The arena was opened in 1968. It is home to Pallacanestro Reggiana basketball team, and Volley Tricolore volleyball team.

==History==
The construction of the arena started during the late 1960s, thanks to the efforts of municipal delegate Giulio Bigi, who wanted to build a big sports arena in the city, due to the large interest in sports. La Torre volleyball and basketball teams were competing in the First Divisions, with the female volleyball section winning four consecutive national championships, between 1964 and 1968, in the old small sports gym "GIL".

PalaBigi was completed in December 1967, with the first competitive game held in it in 1968. The original capacity was near to 5,000, due to the terraces conformation of the stands in the 1960s and in the 1970s, and it was only later reduced to 3,000 because of the new arena laws introduced by the Italian Parliament.
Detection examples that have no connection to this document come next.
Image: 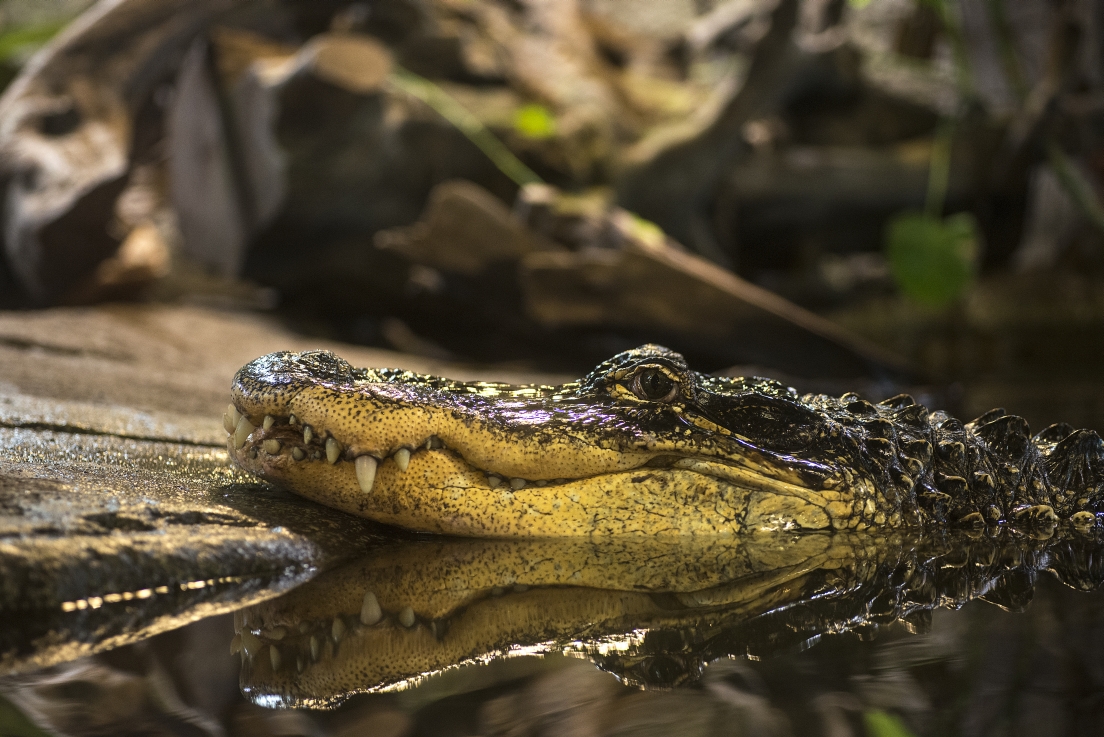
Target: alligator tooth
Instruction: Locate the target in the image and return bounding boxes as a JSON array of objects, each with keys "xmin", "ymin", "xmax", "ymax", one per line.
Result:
[
  {"xmin": 234, "ymin": 417, "xmax": 257, "ymax": 450},
  {"xmin": 268, "ymin": 645, "xmax": 280, "ymax": 671},
  {"xmin": 242, "ymin": 630, "xmax": 264, "ymax": 658},
  {"xmin": 222, "ymin": 403, "xmax": 242, "ymax": 432},
  {"xmin": 326, "ymin": 438, "xmax": 341, "ymax": 466},
  {"xmin": 1012, "ymin": 504, "xmax": 1058, "ymax": 522},
  {"xmin": 1068, "ymin": 510, "xmax": 1096, "ymax": 527},
  {"xmin": 395, "ymin": 448, "xmax": 411, "ymax": 471},
  {"xmin": 354, "ymin": 456, "xmax": 378, "ymax": 494},
  {"xmin": 360, "ymin": 591, "xmax": 383, "ymax": 626}
]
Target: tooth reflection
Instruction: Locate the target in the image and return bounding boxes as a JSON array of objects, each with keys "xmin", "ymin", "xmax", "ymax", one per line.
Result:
[{"xmin": 240, "ymin": 532, "xmax": 1104, "ymax": 706}]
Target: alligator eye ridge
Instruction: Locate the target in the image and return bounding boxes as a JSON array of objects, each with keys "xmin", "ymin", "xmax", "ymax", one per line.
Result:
[{"xmin": 633, "ymin": 369, "xmax": 679, "ymax": 402}]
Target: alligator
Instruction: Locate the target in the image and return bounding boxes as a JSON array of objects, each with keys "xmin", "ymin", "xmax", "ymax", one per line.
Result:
[
  {"xmin": 223, "ymin": 344, "xmax": 1104, "ymax": 537},
  {"xmin": 237, "ymin": 528, "xmax": 1104, "ymax": 708}
]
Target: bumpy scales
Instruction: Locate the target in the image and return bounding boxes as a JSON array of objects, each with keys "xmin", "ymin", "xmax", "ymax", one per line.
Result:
[{"xmin": 224, "ymin": 345, "xmax": 1104, "ymax": 536}]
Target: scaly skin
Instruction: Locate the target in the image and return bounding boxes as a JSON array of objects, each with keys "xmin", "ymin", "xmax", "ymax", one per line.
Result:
[
  {"xmin": 224, "ymin": 345, "xmax": 1104, "ymax": 536},
  {"xmin": 237, "ymin": 530, "xmax": 1104, "ymax": 708}
]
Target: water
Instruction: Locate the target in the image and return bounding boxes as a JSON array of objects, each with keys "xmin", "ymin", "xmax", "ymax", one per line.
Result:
[{"xmin": 0, "ymin": 528, "xmax": 1104, "ymax": 737}]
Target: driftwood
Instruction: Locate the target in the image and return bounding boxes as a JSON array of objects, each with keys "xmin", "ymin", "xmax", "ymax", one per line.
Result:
[{"xmin": 0, "ymin": 0, "xmax": 230, "ymax": 303}]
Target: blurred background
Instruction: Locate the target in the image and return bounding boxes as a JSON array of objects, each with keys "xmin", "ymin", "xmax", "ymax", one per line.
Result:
[
  {"xmin": 0, "ymin": 0, "xmax": 1104, "ymax": 737},
  {"xmin": 0, "ymin": 0, "xmax": 1104, "ymax": 429}
]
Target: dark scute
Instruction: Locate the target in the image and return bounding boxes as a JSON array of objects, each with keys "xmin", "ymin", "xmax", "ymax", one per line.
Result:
[
  {"xmin": 847, "ymin": 399, "xmax": 878, "ymax": 415},
  {"xmin": 878, "ymin": 394, "xmax": 916, "ymax": 409},
  {"xmin": 968, "ymin": 407, "xmax": 1008, "ymax": 425},
  {"xmin": 893, "ymin": 404, "xmax": 928, "ymax": 430},
  {"xmin": 580, "ymin": 343, "xmax": 690, "ymax": 393},
  {"xmin": 938, "ymin": 476, "xmax": 968, "ymax": 496},
  {"xmin": 1047, "ymin": 430, "xmax": 1104, "ymax": 492},
  {"xmin": 234, "ymin": 351, "xmax": 355, "ymax": 389},
  {"xmin": 862, "ymin": 417, "xmax": 893, "ymax": 438},
  {"xmin": 698, "ymin": 392, "xmax": 824, "ymax": 452},
  {"xmin": 932, "ymin": 413, "xmax": 966, "ymax": 435},
  {"xmin": 640, "ymin": 369, "xmax": 675, "ymax": 399},
  {"xmin": 979, "ymin": 568, "xmax": 1036, "ymax": 613},
  {"xmin": 974, "ymin": 410, "xmax": 1034, "ymax": 460},
  {"xmin": 1032, "ymin": 423, "xmax": 1076, "ymax": 446}
]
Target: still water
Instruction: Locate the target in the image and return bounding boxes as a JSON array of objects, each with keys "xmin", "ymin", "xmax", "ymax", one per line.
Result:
[{"xmin": 0, "ymin": 528, "xmax": 1104, "ymax": 737}]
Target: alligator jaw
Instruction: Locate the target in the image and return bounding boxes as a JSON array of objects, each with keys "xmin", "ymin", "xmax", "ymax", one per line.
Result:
[
  {"xmin": 224, "ymin": 352, "xmax": 883, "ymax": 537},
  {"xmin": 226, "ymin": 406, "xmax": 866, "ymax": 537}
]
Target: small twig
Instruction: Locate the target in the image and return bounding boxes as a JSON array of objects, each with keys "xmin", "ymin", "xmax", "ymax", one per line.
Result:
[
  {"xmin": 1047, "ymin": 139, "xmax": 1104, "ymax": 233},
  {"xmin": 924, "ymin": 118, "xmax": 955, "ymax": 218},
  {"xmin": 390, "ymin": 66, "xmax": 544, "ymax": 186},
  {"xmin": 921, "ymin": 0, "xmax": 977, "ymax": 100}
]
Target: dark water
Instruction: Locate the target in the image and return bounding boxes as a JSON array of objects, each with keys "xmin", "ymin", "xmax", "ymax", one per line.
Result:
[{"xmin": 0, "ymin": 528, "xmax": 1104, "ymax": 737}]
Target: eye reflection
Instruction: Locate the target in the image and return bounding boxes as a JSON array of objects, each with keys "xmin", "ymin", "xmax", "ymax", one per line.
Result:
[{"xmin": 633, "ymin": 369, "xmax": 678, "ymax": 402}]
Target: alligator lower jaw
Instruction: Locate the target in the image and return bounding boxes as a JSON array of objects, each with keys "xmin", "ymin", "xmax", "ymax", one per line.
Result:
[{"xmin": 226, "ymin": 408, "xmax": 878, "ymax": 537}]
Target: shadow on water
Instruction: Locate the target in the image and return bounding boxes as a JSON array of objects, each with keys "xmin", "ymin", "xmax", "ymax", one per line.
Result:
[{"xmin": 0, "ymin": 527, "xmax": 1104, "ymax": 737}]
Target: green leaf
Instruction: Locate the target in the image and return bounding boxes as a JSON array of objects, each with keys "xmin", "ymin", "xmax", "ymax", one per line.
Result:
[
  {"xmin": 885, "ymin": 213, "xmax": 978, "ymax": 307},
  {"xmin": 513, "ymin": 104, "xmax": 555, "ymax": 140},
  {"xmin": 862, "ymin": 708, "xmax": 915, "ymax": 737},
  {"xmin": 0, "ymin": 21, "xmax": 67, "ymax": 62},
  {"xmin": 0, "ymin": 696, "xmax": 50, "ymax": 737}
]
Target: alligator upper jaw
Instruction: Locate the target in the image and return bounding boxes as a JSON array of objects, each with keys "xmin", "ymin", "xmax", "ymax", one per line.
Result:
[{"xmin": 219, "ymin": 406, "xmax": 872, "ymax": 537}]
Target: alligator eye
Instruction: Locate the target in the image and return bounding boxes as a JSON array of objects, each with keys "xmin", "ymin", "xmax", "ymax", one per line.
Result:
[{"xmin": 633, "ymin": 369, "xmax": 679, "ymax": 402}]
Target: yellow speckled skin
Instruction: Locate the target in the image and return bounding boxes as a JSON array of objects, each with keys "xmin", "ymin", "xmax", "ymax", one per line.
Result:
[
  {"xmin": 238, "ymin": 534, "xmax": 885, "ymax": 707},
  {"xmin": 224, "ymin": 345, "xmax": 1104, "ymax": 536}
]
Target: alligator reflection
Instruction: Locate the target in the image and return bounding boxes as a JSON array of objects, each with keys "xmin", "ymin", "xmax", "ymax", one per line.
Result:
[{"xmin": 232, "ymin": 528, "xmax": 1104, "ymax": 707}]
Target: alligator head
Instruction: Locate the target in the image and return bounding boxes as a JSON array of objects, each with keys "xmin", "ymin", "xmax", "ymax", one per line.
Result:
[
  {"xmin": 224, "ymin": 345, "xmax": 1104, "ymax": 536},
  {"xmin": 237, "ymin": 530, "xmax": 1104, "ymax": 708}
]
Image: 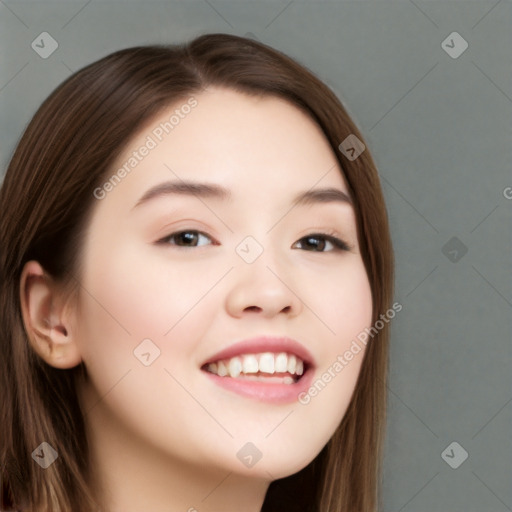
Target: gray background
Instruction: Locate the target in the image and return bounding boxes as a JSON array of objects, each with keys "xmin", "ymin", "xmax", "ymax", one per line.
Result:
[{"xmin": 0, "ymin": 0, "xmax": 512, "ymax": 512}]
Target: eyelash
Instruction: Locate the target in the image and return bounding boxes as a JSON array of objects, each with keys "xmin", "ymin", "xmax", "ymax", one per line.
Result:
[{"xmin": 157, "ymin": 229, "xmax": 352, "ymax": 253}]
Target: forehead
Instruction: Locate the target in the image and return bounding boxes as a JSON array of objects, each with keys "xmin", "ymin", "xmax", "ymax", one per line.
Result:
[{"xmin": 102, "ymin": 88, "xmax": 348, "ymax": 208}]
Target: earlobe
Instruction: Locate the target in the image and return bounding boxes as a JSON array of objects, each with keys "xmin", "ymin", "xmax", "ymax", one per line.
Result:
[{"xmin": 20, "ymin": 261, "xmax": 82, "ymax": 369}]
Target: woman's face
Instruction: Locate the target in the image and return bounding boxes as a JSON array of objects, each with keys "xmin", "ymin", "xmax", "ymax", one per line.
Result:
[{"xmin": 74, "ymin": 88, "xmax": 372, "ymax": 480}]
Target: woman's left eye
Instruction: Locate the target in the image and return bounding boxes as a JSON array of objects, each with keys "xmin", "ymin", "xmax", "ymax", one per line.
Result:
[
  {"xmin": 158, "ymin": 229, "xmax": 211, "ymax": 247},
  {"xmin": 296, "ymin": 233, "xmax": 350, "ymax": 252},
  {"xmin": 158, "ymin": 229, "xmax": 350, "ymax": 252}
]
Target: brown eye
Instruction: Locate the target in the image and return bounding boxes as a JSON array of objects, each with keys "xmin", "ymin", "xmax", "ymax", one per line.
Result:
[
  {"xmin": 158, "ymin": 229, "xmax": 211, "ymax": 247},
  {"xmin": 297, "ymin": 233, "xmax": 350, "ymax": 252}
]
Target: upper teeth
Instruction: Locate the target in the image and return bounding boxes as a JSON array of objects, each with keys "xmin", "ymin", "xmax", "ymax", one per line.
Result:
[{"xmin": 208, "ymin": 352, "xmax": 304, "ymax": 377}]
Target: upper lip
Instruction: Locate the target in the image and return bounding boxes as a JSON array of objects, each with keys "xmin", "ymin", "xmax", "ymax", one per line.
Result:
[{"xmin": 201, "ymin": 336, "xmax": 315, "ymax": 366}]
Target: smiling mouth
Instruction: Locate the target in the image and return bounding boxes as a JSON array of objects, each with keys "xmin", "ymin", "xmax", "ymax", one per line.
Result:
[{"xmin": 201, "ymin": 352, "xmax": 307, "ymax": 384}]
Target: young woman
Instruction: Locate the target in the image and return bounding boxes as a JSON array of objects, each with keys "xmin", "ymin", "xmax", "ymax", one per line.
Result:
[{"xmin": 0, "ymin": 34, "xmax": 395, "ymax": 512}]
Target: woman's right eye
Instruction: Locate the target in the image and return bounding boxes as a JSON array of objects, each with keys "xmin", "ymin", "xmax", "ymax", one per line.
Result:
[{"xmin": 157, "ymin": 229, "xmax": 212, "ymax": 247}]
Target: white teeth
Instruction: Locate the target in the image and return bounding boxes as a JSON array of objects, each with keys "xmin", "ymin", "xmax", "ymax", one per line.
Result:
[
  {"xmin": 287, "ymin": 355, "xmax": 297, "ymax": 373},
  {"xmin": 241, "ymin": 354, "xmax": 260, "ymax": 373},
  {"xmin": 217, "ymin": 361, "xmax": 228, "ymax": 377},
  {"xmin": 260, "ymin": 352, "xmax": 275, "ymax": 373},
  {"xmin": 275, "ymin": 352, "xmax": 288, "ymax": 373},
  {"xmin": 228, "ymin": 357, "xmax": 242, "ymax": 378},
  {"xmin": 208, "ymin": 352, "xmax": 304, "ymax": 384}
]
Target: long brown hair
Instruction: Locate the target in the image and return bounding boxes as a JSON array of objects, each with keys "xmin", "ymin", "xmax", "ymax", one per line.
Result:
[{"xmin": 0, "ymin": 34, "xmax": 393, "ymax": 512}]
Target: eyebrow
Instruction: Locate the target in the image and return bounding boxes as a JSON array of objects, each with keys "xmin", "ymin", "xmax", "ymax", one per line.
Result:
[{"xmin": 132, "ymin": 181, "xmax": 353, "ymax": 210}]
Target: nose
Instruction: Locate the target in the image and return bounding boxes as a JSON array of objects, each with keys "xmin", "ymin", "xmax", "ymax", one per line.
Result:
[{"xmin": 226, "ymin": 248, "xmax": 303, "ymax": 318}]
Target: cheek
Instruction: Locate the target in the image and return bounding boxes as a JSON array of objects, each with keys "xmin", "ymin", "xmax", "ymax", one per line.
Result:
[{"xmin": 306, "ymin": 256, "xmax": 372, "ymax": 344}]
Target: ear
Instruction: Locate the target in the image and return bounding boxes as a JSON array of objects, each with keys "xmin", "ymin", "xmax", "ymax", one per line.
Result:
[{"xmin": 20, "ymin": 261, "xmax": 82, "ymax": 368}]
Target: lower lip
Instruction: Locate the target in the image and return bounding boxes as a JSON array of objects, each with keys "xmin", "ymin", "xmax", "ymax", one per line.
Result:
[{"xmin": 203, "ymin": 368, "xmax": 314, "ymax": 404}]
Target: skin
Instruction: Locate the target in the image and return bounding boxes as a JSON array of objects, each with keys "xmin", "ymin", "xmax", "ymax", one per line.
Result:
[{"xmin": 21, "ymin": 88, "xmax": 372, "ymax": 512}]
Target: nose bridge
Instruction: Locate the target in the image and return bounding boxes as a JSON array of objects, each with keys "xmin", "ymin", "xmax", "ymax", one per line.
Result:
[{"xmin": 227, "ymin": 234, "xmax": 301, "ymax": 316}]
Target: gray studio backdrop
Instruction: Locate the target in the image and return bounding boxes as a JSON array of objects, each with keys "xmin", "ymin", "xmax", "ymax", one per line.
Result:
[{"xmin": 0, "ymin": 0, "xmax": 512, "ymax": 512}]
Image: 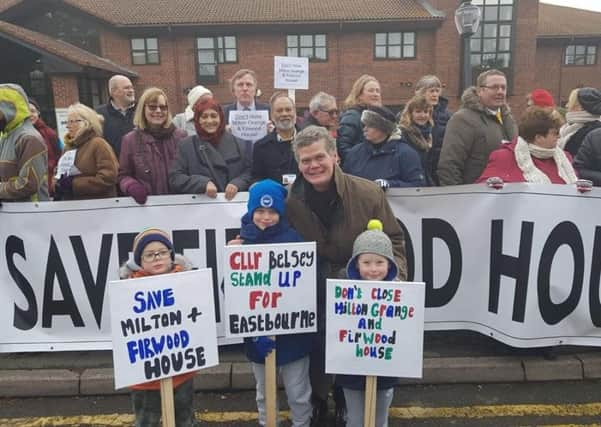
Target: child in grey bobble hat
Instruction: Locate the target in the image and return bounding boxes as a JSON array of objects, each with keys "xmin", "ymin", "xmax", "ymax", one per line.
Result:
[{"xmin": 336, "ymin": 219, "xmax": 399, "ymax": 427}]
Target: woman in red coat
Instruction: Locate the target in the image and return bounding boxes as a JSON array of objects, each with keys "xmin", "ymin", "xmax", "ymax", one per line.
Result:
[{"xmin": 477, "ymin": 107, "xmax": 578, "ymax": 184}]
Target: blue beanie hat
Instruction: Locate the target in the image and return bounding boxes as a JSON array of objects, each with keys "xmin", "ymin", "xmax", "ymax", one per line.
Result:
[
  {"xmin": 248, "ymin": 179, "xmax": 288, "ymax": 217},
  {"xmin": 133, "ymin": 228, "xmax": 175, "ymax": 265}
]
PalaBigi hosted the senior men's Italian national basketball team in 1999, where the Azzurri beat France, and the Italian national men's volleyball team the same year, where they beat Russia, 3–2. The arena has also hosted various concerts of Italian artists, like the local born Luciano Ligabue. In 2012, the capacity of the arena was increased to 3,500.

In 2016, a plan to upgrade to the capacity to 4,600 was approved by the local municipality, with the construction work starting in the summer. In the same year, a public initiative, called "La Nostra Storia nel PalaBigi" (Our History in PalaBigi), was started by a local young fan, who aimed to dedicate the new sections of the arena, to the great former players of the club that marked the history of the arena; and to create a museum of its sports history, in order to preserve the arena's original identity, despite the new reconstruction.

The initiative saw more than 300 people signing on to the popular petition, which addressed the Municipality of Reggio Emilia.